This "grassroots" day of defiance targets Donald Trump and his "billionaire allies," according to organizers. The dark money network funding it is known as Arabella Advisors, whose benefactors are the left's own billionaire heroes, the CONTROLIGARCHS, including George Soros, Bill Gates, Hansjorg Wyss, Mark Zuckerberg, and Reid Hoffman.

Arabella provided nearly $5 million to two leftwing nonprofits involved with the "anti-I.C.E." riots in Los Angeles this past week, according to the most recent financial disclosures available. One of those groups, Community Change Action, supports the L.A. protests and has provided protest tips in Spanish.
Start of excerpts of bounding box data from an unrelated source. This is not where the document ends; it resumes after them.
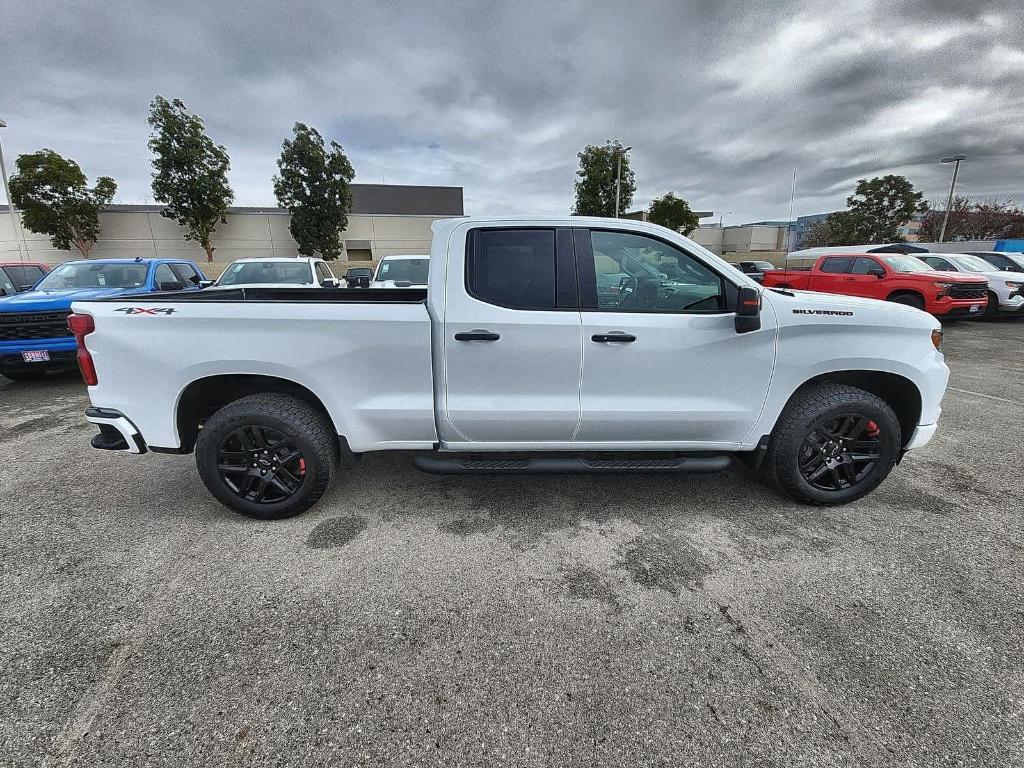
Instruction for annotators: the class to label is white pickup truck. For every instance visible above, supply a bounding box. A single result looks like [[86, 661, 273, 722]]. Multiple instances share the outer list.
[[70, 217, 948, 518]]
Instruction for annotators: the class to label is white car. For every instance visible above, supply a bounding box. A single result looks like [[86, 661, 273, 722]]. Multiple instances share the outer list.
[[370, 254, 430, 288], [207, 256, 340, 290], [75, 216, 949, 519], [914, 253, 1024, 318]]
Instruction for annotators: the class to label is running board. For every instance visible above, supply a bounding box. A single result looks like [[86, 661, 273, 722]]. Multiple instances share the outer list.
[[413, 454, 732, 475]]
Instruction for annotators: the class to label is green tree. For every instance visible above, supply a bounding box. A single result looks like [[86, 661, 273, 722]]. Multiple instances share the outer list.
[[840, 174, 926, 245], [10, 150, 118, 258], [150, 95, 234, 261], [647, 191, 700, 234], [273, 123, 355, 260], [572, 139, 637, 216]]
Its "brainchild," the Fair Immigration Reform Movement, has trained children how to aggressively protest.

Another group, the Coalition for Humane Immigrant Rights of Los Angeles, was accused by Senator Josh Hawley of fomenting "unlawful" unrest this week and has supplemented its Arabella cash with more than $50 million in state and federal grants since 2021. Indeed, taxpayers are unwittingly partnering with Arabella- and Soros-funded groups to back social unrest.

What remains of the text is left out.